24. What is meant by Initial Relaxation of Validations?

Ans:-

To ease the transition, initial relaxations for a period of four months have been provided for filing regular returns for a subset of active members. The remaining members may be added later through supplementary returns. However, after this four-month period, the system will enforce the strict condition that the Regular Return for a specific month will only be allowed, if returns for all active members of the month four months prior have already been filed. This implies that relaxation of marking date of exit is allowed for a period of four months only.

25. What is meant by sequential return filing under revamped ECR?

Ans:

Sequential return filing under the revamped Electronic Challan-cum­ Return (ECR) system of the Employees’ Provident Fund Organisation (EPFO) refers to the requirement that employers must file monthly ECRs strictly in chronological order, i.e., one month after another, without skipping any month.

Illustration- An employer cannot file the ECR for a later wage month (say, October 2024) unless the ECR for the previous month(s) (like September 2024) has already been filed and processed.

26. What kind of support I user manual I documentation is available?

Answer:

EPFO has released a User Manual Re-Engineered ECR (v3.0) that guides employers’ step by step through the new module, which is available on the EPFO Website-www.epfindia.gov.in

URL of the user manual can be accessed at:-https://www.epfindia.gov.in/site_en/revamped_ecr.php

The manual covers: login, upload, validation, approval, summary, challan generation, TRRN use, payment, revised/supplementary returns, error handling, etc.

FAQ: Exempted Establishments

1. Does the correctness of exemption flags impact the filing of ECR?

Answer:

Yes, For filing of ECR, the correct exemption flags are very important. The system applies validations based on these flags. Before filing the return, the employer should ensure that the exemption flags are correctly updated against the establishment.

2. What should be done if the exemption flag is showing incorrect?

Answer:

The establishment should immediately submit a request to the concerned Regional Office to correct the exemption status in the system.

3. Is it necessary to provide EPF wages and PF contribution in the return for establishments exempted from PF?

Answer:

Yes. Even if an establishment is exempted from PF, the employer must provide EPF wages and PF contribution details in the return. However, the system will exclude the PF contribution amount from the challan automatically.

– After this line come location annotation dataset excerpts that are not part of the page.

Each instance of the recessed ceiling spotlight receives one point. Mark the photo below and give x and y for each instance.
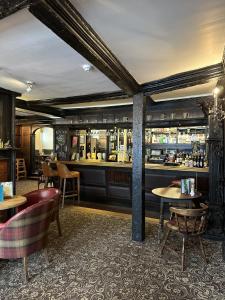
(29, 86)
(87, 67)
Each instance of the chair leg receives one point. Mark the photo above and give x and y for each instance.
(202, 249)
(46, 255)
(60, 184)
(164, 240)
(183, 253)
(78, 189)
(25, 268)
(46, 182)
(64, 191)
(74, 186)
(58, 224)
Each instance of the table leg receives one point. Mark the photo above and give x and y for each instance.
(161, 219)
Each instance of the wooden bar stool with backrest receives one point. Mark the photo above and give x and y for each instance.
(189, 223)
(21, 171)
(64, 174)
(49, 174)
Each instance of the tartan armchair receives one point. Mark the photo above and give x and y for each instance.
(26, 232)
(43, 194)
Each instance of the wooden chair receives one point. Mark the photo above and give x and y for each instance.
(189, 223)
(42, 195)
(49, 174)
(64, 174)
(26, 233)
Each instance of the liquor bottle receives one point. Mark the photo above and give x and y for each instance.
(194, 160)
(190, 163)
(197, 161)
(201, 162)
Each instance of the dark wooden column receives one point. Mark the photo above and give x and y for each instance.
(138, 170)
(7, 131)
(216, 180)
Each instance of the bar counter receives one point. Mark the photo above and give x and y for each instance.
(108, 184)
(91, 162)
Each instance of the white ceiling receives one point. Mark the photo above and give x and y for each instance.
(152, 39)
(30, 51)
(158, 38)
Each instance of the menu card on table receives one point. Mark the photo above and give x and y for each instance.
(188, 186)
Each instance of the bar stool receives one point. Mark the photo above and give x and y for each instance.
(64, 174)
(49, 175)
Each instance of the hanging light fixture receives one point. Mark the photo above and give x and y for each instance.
(217, 109)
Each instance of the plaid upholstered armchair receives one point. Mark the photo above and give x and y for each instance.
(26, 232)
(43, 194)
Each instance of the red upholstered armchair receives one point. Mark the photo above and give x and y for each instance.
(44, 194)
(26, 232)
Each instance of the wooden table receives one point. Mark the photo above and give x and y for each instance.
(172, 195)
(12, 202)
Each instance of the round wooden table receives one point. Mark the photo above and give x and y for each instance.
(172, 195)
(12, 202)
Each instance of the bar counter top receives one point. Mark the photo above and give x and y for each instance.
(92, 162)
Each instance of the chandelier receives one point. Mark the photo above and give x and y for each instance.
(217, 109)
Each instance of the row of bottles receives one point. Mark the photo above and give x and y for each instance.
(196, 159)
(175, 136)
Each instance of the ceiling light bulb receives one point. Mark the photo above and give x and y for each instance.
(29, 86)
(87, 67)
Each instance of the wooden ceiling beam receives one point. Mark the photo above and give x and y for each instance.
(177, 81)
(65, 21)
(183, 80)
(56, 112)
(83, 98)
(8, 7)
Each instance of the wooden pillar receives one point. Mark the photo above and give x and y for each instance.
(216, 180)
(138, 170)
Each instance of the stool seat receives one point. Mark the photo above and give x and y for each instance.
(49, 174)
(72, 174)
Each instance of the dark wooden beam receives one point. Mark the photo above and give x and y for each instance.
(83, 98)
(8, 7)
(183, 80)
(65, 21)
(177, 81)
(41, 109)
(138, 168)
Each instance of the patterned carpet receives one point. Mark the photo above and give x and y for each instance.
(96, 259)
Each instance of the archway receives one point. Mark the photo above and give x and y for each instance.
(42, 145)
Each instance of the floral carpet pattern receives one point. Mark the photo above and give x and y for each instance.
(95, 259)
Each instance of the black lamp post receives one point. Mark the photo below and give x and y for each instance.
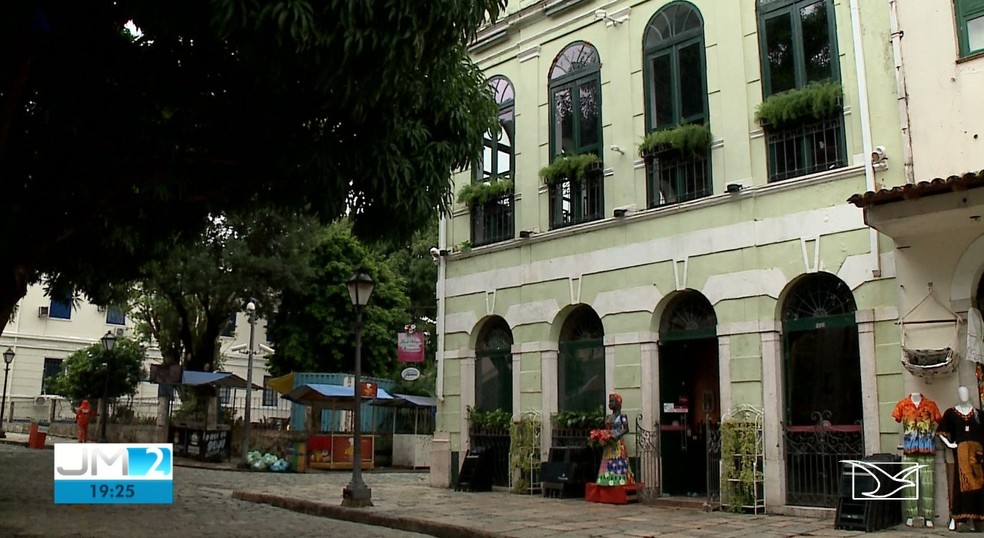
(356, 494)
(251, 310)
(8, 357)
(109, 342)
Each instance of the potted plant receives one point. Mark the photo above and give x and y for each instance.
(691, 140)
(813, 102)
(574, 168)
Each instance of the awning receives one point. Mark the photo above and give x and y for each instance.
(328, 395)
(216, 379)
(408, 400)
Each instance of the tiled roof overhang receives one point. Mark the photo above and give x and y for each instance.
(918, 190)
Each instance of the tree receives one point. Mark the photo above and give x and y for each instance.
(312, 329)
(90, 371)
(113, 144)
(186, 301)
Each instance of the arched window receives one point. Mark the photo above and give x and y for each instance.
(676, 94)
(493, 367)
(492, 220)
(581, 364)
(575, 129)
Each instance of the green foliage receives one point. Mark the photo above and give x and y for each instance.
(186, 301)
(580, 420)
(740, 463)
(690, 139)
(91, 370)
(479, 193)
(569, 167)
(219, 106)
(815, 101)
(498, 419)
(524, 451)
(312, 328)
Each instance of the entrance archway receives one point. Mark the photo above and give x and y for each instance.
(689, 391)
(821, 389)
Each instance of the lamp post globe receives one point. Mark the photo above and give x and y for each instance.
(8, 357)
(109, 343)
(356, 494)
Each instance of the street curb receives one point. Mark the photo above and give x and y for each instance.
(367, 517)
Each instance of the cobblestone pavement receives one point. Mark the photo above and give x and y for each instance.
(203, 507)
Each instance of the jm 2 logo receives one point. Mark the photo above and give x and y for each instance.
(883, 480)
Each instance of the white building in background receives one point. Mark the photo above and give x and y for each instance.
(43, 332)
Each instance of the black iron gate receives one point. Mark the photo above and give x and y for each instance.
(813, 456)
(648, 476)
(712, 437)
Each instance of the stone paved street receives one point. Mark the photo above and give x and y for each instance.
(206, 505)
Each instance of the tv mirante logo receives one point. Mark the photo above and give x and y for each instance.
(119, 473)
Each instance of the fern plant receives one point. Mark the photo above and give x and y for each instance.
(815, 101)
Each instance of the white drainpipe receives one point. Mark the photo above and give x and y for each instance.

4. Is EDLI wage entry mandatory in the return even if the establishment is exempted from EDLI?

Answer:

Yes. The employer must enter EDU wages even if the establishment is exempted from EDU. The system will, however, compute EDU contribution as zero in such cases.

5. If an establishment is exempted from all three schemes – EPF, EPS, and EDLI – is it still required to provide EPF wages, EPF contribution, EPS wages, EPS contribution, and EDLI wages in the return?

Answer:

Yes. Even if the establishment is exempted from all three schemes, it must still provide all relevant details – EPF wages, EPF contribution, EPS wages, EPS contribution, and EDU wages – in the return. However, while generating the challan, the system will consider only inspection charges.